Monday, November 10, 2014

More Adventures in Indian Cooking

Indian snacks ("nashta") come in three varieties: sweet ("mitthai"), salty ("namkeen"), and savory ("farsan"). One of my favorite snacks is "chakli" (or "chakri"; "murukku" in the south of India). They are fried spirals of spicy dough. I tried making some this summer, but they require a heavy-duty cookie press to extrude the dough -- and the cheap aluminum one I had wasn't even close to the task.

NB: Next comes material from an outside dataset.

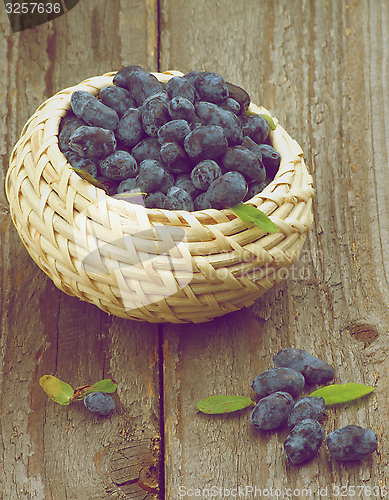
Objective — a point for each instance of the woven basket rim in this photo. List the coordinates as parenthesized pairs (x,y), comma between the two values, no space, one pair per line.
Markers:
(164,77)
(46,196)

So yesterday, we ventured into a "steel shop"-- an Indian kitchenwares shop. Indians eat on, drink from, and store food in metal dishes and containers. Think steel plates, cups, and bowls rather than plastic or ceramic, and steel "Tupperware". I asked for a chakli-maker, and even with the language barrier (we speak no Gujarati), I was able to get exactly what I needed: a heavy-duty brass extruder:



The extruder is essentially a screw press.
The extruder comes with several plates to make various types of noodles.



The chakli shape is a star:




The dough is spiced with turmeric, ginger, chilies, and cumin, along with some salt and sesame seeds. The extruded spirals are then fried to a crisp golden brown.



My results looked fine and tasted OK, but were not quite as crispy as "authentic" chaklis. Next time I'll have to try adding a bit of besun (chickpea flour) and rice flour to the wheat flour base. Still, I amazed our Indian friends that an American could pull off a reasonable version of a classic Indian snack.

1 comment:

  1. Those look really good. Store-bought chaklis are probably made in a commercial deep fryer with insanely hot oil, so frying at a higher temperature will make them crispier, but... I'm not sure that's worth the hazard/added heat at home!